Por fim, um pleito se
tornou um fato social. Falamos do home office. No caso particular
do TJ-SP, diante da digitalização de grande parte do acervo, somada à realidade
de muitas varas em que, em razão das matérias, atos de audiência são mínimos,
organizava-se, embora sem muita esperança, um pedido para a desnecessidade do
deslocamento aos fóruns. Tempos novos. Em razão da ordem de distanciamento
social, o CNJ editou a Resolução nº 313, estabelecendo, no âmbito do Poder
Judiciário, "regime de Plantão Extraordinário, para uniformizar o
funcionamento dos serviços judiciários, com o objetivo de prevenir o contágio
pelo novo Coronavírus — Covid-19, e garantir o acesso à
justiça neste período emergencial". Diante da realidade local, o
TJ-SP foi mais longe, editando o Provimento CSM 2549/2020, que instituiu o
Sistema Remoto de Trabalho em Primeiro Grau. Os resultados são positivamente
impressionantes. A produtividade de servidores e magistrados do TJ-SP não só se
manteve como subiu cerca de 10% a 15%, chegando a incríveis de 1.251.744
despachos, 1.963.407 decisões e 470.595 sentenças proferidas entre 16 de março
e 10 de maio.
Concluindo, cediço que
quando escreveu sobre fatos sociais Durkheim afirmou que seriam "(...)

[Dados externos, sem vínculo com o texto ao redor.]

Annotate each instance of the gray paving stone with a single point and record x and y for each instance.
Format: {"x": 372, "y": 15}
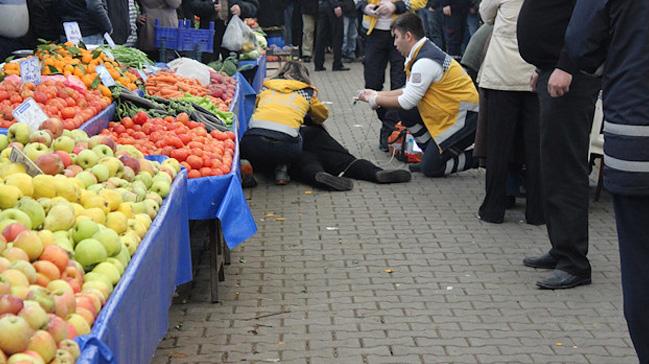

uma ordem de fatos que apresentam características muito especiais: consistem em
maneiras de agir, de pensar e de sentir, exteriores ao indivíduo, e que são
dotadas de um poder de coerção em virtude do qual esses fatos se impõe a ele.
Por conseguinte, eles não poderiam se confundir com os fenômenos orgânicos, já
que consistem em representações e em ações; nem com fenômenos psíquicos, os
quais só têm existência na consciência individual e através dela. Esses fatos
constituem portanto uma espécie nova, e é a eles que deve ser dada a
qualificação de sociais". (Durkheim, 2007:2). Complementa o
autor afirmando que são anteriores ao nosso nascimento e de grande dificuldade
de mudança pelo nosso próprio esforço.
Assim, ousarmos afirmar,
num prisma inverso, que uma força externa é capaz de facilitar (e às vezes até
impor) as mudanças que Durkheim afirma ser tão difíceis. E é justamente isso
que estamos vivenciando, uma mudança comportamental advinda de um fator
externo, consubstanciada numa pandemia. Cabe a nós, atores da vida em ação, não
só nos adaptarmos, mas dela retirarmos ensinamentos para seguirmos. E, enquanto
na função de distribuir justiça, temos certeza de que nós, juízes,
continuaremos nos adaptando, nos reinventando e nos valendo de tudo que for
necessário para a manutenção da essencial atividade jurisdicional.